In de Nieuwe Revu van deze week staat een interview met Ernst Jansz, die de meesten van ons kennen als een van de leden van Doe Maar. In het interview gaat hij in op de effecten van beroemd zijn. Hij vertelt dat hij gedurende zijn jeugd al droomde van roem, en dat het in het echt nog mooier was dan hij hoopte en verschrikkelijker dan hij vreesde.
Jansz gaat met name in op de negatieve aspecten van beroemd zijn. Hij vertelt dat hij het gevoel had de controle op zijn leven te verliezen. Andere mensen bepalen wie je bent, en daardoor verlies je jezelf. De manier waarop je tegen jezelf aankijkt drijft meer en meer in de richting van het imago dat de buitenwereld van je heeft. Maar de buitenwereld plaatst je op een voetstuk, denkt dat je een held bent. En dat je geen held bent, weet je diep van binnen zelf ook wel. Langzamerhand wordt het gat tussen wie je bent en wie je geacht wordt te zijn groter. Jansz vervolgt met de conclusie dat je dacht dat beroemdheid je onafhankelijk maakt, maar je wordt juist afhankelijker. En je dacht dat al het geld vrijheid zou brengen, maar het wordt een valkuil.

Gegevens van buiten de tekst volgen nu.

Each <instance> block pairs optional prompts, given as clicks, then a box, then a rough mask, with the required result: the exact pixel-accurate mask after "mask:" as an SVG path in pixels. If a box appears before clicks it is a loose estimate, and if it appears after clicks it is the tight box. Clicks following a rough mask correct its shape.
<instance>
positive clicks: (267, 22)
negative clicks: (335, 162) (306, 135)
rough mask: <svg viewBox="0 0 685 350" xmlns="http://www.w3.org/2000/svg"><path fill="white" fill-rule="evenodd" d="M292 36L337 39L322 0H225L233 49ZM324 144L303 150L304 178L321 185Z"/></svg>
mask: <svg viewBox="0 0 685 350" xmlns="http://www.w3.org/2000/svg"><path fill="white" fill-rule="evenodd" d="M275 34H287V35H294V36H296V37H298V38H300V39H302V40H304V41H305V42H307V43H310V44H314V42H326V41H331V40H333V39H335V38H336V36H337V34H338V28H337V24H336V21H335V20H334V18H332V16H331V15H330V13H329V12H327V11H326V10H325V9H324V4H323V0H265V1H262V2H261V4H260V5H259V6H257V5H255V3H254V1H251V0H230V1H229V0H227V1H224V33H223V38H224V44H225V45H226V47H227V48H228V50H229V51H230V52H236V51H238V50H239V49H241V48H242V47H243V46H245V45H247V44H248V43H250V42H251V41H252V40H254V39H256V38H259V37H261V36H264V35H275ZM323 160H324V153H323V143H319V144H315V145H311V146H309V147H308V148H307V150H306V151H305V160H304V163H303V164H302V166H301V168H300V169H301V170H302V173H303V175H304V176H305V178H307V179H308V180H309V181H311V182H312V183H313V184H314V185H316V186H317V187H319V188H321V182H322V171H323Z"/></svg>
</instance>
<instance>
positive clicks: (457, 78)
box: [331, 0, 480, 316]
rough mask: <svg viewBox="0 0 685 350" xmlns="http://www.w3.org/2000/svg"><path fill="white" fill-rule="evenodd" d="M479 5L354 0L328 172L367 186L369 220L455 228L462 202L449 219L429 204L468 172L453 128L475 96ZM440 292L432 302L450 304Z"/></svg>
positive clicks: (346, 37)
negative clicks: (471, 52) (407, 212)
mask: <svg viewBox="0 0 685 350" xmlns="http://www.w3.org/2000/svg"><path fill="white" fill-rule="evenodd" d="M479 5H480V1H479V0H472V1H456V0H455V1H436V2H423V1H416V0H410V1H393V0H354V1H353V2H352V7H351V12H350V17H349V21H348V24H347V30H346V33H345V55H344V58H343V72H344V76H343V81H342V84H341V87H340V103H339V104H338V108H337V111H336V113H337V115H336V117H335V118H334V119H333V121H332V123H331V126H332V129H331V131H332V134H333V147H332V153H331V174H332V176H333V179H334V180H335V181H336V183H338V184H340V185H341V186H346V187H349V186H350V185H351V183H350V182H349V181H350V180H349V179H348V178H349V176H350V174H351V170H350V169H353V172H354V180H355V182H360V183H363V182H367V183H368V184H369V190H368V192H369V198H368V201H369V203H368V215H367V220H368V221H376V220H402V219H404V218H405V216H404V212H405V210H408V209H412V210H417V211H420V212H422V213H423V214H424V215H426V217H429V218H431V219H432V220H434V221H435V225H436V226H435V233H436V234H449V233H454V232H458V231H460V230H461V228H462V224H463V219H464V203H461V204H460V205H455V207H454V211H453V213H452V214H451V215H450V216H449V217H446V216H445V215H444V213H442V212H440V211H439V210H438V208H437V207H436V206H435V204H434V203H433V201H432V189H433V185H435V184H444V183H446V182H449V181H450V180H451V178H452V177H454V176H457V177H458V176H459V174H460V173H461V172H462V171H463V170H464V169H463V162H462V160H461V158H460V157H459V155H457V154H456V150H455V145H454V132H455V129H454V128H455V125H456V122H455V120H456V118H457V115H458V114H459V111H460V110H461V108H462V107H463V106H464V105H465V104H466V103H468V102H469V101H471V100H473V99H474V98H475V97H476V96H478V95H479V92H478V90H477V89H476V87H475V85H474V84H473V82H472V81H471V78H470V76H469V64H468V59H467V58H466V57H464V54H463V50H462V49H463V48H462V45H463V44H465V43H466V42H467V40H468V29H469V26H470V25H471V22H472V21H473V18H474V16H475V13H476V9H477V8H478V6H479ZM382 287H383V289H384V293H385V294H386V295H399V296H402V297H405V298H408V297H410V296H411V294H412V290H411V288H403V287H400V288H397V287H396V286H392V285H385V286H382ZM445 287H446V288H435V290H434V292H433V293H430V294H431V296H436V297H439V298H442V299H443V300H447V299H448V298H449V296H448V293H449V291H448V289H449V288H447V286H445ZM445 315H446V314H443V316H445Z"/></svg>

Laat deze woorden van Jansz (inmiddels ook al weer 58 jaar oud) eens bezinken…
Zou het fenomeen dat hij beschrijft niet de meest voor de hand liggende reden zijn van de bedrijfsschandalen die we gezien hebben (en waarvan we er ongetwijfeld nog meer zullen zien)? Velen hebben geschreven over "celebrity CEOs" en "zonnekoningen" die denken dat ze onoverwinnelijk zijn, de wijsheid in pacht hebben en dat alles wat je aanraken in goud verandert. Maar ligt het tegenovergestelde niet meer voor de hand? Het is een imago dat van buitenaf gecreeerd wordt. De CEOs weten heus wel dat ze geen held zijn die altijd alles onder controle heeft. Dat is misschien de reden dat ze zich, als de nood hoog wordt, richten op hetgene wat ze wel in goud kunnen laten veranderen… de cijfers.
Het probleem met het knutselen aan bedrijfscijfers is dat het op het gezicht misschien het gat met de verwachting dicht, maar het vergroot het gat met de realiteit. En dan creeert het een nog grotere verwachting van de buitenwereld, en het gat groeit weer! Op een gegeven moment opent het gat zich en val je erin. Onontkoombaar. Het gebeurt binnen bedrijven, waar men aan de torenhoge verwachtingen van het topmanagement probeert te voldoen, en het gebeurt met complete bedrijving, die aan de verwachtingen van Wall Street moeten voldoen.
Hoe kunnen we dit nu voorkomen? Ik denk dat we een van de kernbegrippen van de business moeten herdefinieren: "alignment". Het betekent meestal de mate waarin we allemaal op dezelfde doelen gericht zijn. Maar dat is nu precies de reden waarom het fout gaat!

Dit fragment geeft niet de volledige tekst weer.